Fingerprints of Tunisian Suspect in Berlin Attack Found on Truck Door

BERLIN (Reuters) —
Mustapha Amri (R), father of suspect Anis Amri who is sought in relation with the truck attack in Berlin, speaks with his son Walid near their home in Oueslatia, Tunisia, Thursday. (Reuters/Zoubeir Souissi)

Investigators found fingerprints of a Tunisian suspect in the Berlin market attack, 24-year-old Anis Amri, on the door of the truck that plowed through the crowds, killing 12, German media said on Thursday, as a nationwide manhunt for the migrant was underway.

Islamic State has claimed responsibility for the attack, in which a truck smashed through wooden huts at the market on Monday evening. It was the deadliest attack on German soil since 1980.

The media did not name their source for the report about Amri’s fingerprints and police declined to comment when contacted by Reuters.

The Berlin attack has raised concerns across Europe, with markets in France, target of a series of terror attacks over the last year, tightening security with concrete barriers. Troops were also being posted at religious centers.

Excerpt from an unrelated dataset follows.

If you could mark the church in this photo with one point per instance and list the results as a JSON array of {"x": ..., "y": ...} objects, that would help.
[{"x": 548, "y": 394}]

The Berlin market reopened on Thursday ringed by concrete bollards.

Workers place concrete barriers outside the market at Breitscheid Square in Berlin, Germany, Thursday, after the Monday attack. (Reuters/Hannibal Hanschke)

Police in the western German city of Dortmund arrested four people who had been in contact with Amri, media reports said, but a spokesman for the chief federal prosecutor denied that and said he would give no further details on the operation to avoid jeopardizing it.

Bild newspaper cited an antiterrorism investigator as saying that it was clear in spring that the Tunisian suspect was looking for accomplices for an attack and was interested in weapons. The report said preliminary proceedings had been opened against Amri in March based on information he was planning a robbery to get money to buy automatic weapons and “possibly carry out an attack with them and other accomplices.”

In mid-2016 he spoke to two IS terrorists and Tunisian authorities listened in on their conversation before informing German authorities. Amri also offered himself as a suicide attacker on known Islamist online forums, Bild said.

Police started looking for the Tunisian after finding an identity document under the driver’s seat of the truck used in the attack. Authorities have stressed that Amri is just a suspect and not necessarily the driver of the truck.

Broadcaster rbb said the perpetrator lost both his wallet and cellphone while running away from the attack site.

On Wednesday Ralf Jaeger, interior minister of the western state of North Rhine-Westphalia (NRW), said the Tunisian appeared to have arrived in Germany in July 2015 and his asylum application had been rejected in June 2016.

Klaus Bouillon, the head of the group of interior ministers from Germany’s federal states, said Islamists often left identity documents at attack sites – as was the case in the Paris terror attacks – to steer public opinion against refugees.

German Chancellor Angela Merkel has faced calls to tighten asylum procedures since the attack. Armin Schuster, a member of her Christian Democrats (CDU), told broadcaster NDR: “We need to send the signal: Only set off for Germany if you have a reason for asylum.”